Apart from spectrum crunch, high population density, and even poor broadband penetration, Nepali telecom operators have a vested interest in not providing unlimited broadband plans. Data usage is on the growth as of now, it makes sense for operators to tap into this growing data usage and charge people for every additional GB of data they use.
If they start providing truly unlimited data, then they miss the opportunity of being able to charge the higher consumption users even more and fail to monetize the ongoing data growth. Operators are known to have made things unlimited only when growth ends.
The first thing that’s necessary for unlimited data to be a possibility in Nepal is for fixed broadband networks to develop. Current Fixed broadband speeds and post-Fair Usage Policy(FUP) speeds are simply unacceptable. It requires a big change in the speed of broadband networks and the amount of data allotted so that the Home Wi-Fi network becomes the first choice and the 4G network becomes the second.

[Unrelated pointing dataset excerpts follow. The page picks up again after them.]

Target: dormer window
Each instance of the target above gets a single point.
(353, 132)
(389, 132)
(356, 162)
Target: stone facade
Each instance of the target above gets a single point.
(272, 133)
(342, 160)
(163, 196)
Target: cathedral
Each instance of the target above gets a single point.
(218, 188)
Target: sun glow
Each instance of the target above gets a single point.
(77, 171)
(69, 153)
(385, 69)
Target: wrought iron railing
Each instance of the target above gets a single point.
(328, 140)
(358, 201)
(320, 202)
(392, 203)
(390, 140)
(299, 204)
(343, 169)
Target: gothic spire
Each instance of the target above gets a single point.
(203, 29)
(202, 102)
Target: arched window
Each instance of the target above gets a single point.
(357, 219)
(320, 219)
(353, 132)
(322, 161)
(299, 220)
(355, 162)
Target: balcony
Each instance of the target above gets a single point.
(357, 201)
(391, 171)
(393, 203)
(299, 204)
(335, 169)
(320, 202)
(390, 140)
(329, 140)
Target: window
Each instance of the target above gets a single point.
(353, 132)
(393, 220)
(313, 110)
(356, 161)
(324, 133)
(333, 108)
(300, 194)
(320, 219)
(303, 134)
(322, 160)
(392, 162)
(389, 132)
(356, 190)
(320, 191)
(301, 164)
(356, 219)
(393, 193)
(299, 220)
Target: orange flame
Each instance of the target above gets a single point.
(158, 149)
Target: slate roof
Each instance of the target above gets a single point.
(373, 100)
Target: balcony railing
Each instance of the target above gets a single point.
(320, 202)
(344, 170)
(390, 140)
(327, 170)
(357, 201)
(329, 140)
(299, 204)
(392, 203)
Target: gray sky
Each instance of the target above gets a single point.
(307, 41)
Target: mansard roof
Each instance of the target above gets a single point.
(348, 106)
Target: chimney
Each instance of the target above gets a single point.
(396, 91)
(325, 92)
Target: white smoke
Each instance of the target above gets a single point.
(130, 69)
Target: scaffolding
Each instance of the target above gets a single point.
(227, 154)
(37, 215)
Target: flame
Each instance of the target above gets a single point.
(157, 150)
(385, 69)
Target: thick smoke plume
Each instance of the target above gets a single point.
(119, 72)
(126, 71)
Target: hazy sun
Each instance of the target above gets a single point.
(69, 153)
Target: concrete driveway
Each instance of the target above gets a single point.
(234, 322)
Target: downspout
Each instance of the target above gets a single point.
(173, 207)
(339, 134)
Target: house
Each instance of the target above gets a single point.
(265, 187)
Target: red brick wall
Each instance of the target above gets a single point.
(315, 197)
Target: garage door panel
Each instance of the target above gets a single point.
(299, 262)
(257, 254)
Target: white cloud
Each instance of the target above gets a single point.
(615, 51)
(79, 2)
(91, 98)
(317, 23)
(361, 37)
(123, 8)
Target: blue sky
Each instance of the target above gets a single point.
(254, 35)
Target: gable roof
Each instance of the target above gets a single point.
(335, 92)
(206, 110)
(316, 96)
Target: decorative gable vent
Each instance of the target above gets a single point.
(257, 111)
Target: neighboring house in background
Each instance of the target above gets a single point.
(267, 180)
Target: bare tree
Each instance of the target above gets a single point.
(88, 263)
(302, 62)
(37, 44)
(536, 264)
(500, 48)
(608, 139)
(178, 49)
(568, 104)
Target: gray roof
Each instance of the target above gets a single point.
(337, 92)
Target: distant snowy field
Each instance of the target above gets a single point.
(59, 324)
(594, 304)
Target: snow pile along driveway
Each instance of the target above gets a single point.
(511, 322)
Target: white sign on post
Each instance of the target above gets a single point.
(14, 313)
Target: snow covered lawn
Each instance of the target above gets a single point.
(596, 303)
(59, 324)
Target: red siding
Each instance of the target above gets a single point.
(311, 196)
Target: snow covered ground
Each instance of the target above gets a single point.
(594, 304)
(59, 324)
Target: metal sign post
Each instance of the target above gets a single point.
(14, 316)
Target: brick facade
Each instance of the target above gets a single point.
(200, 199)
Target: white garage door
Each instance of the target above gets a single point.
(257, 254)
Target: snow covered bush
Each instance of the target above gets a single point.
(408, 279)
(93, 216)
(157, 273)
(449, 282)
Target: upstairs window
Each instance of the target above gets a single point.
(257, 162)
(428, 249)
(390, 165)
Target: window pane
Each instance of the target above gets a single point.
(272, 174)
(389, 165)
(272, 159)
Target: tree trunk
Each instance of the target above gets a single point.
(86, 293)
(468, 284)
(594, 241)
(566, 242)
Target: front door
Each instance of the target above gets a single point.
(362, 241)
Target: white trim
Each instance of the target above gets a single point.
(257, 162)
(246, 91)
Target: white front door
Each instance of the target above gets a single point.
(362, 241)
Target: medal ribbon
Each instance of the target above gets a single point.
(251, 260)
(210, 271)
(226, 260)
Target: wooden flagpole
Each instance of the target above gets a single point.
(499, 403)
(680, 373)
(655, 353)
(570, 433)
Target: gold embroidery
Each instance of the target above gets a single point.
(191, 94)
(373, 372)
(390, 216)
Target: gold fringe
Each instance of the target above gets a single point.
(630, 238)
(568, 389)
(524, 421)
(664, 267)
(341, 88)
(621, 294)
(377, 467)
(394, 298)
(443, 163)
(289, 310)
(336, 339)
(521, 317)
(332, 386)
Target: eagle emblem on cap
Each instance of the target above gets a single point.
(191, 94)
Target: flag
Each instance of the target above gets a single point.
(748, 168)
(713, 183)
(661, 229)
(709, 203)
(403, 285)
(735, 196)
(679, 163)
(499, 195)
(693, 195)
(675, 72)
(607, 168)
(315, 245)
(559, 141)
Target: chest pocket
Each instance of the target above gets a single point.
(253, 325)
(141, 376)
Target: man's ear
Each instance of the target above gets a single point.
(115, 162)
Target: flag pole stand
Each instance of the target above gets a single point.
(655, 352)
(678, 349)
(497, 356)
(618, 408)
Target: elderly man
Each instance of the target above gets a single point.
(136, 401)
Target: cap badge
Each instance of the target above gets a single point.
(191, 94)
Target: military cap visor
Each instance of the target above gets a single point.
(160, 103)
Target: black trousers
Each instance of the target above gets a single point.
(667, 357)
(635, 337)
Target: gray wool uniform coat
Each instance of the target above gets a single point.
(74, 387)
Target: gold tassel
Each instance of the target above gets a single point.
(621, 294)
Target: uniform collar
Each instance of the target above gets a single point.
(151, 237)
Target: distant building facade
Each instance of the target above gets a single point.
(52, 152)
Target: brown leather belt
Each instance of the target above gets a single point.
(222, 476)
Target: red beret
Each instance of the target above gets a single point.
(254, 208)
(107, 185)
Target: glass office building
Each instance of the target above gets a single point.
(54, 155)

As everybody wants to make more profit, these operators are getting too much as no one is daring to move with the truly unlimited plan. If fixed broadband networks are improved, more high-quality public Wi-Fi networks are introduced and telecom operators have a lot of spectrum, then because of competition, the underdogs (newcomer telcos) would feel compelled to introduce unlimited data to differentiate itself from the incumbents. That’s what happened in the US with T-Mobile and Sprint providing unlimited data, but Verizon and AT&T not providing the same. All in all, true unlimited data plans are still quite a few years away in Nepal.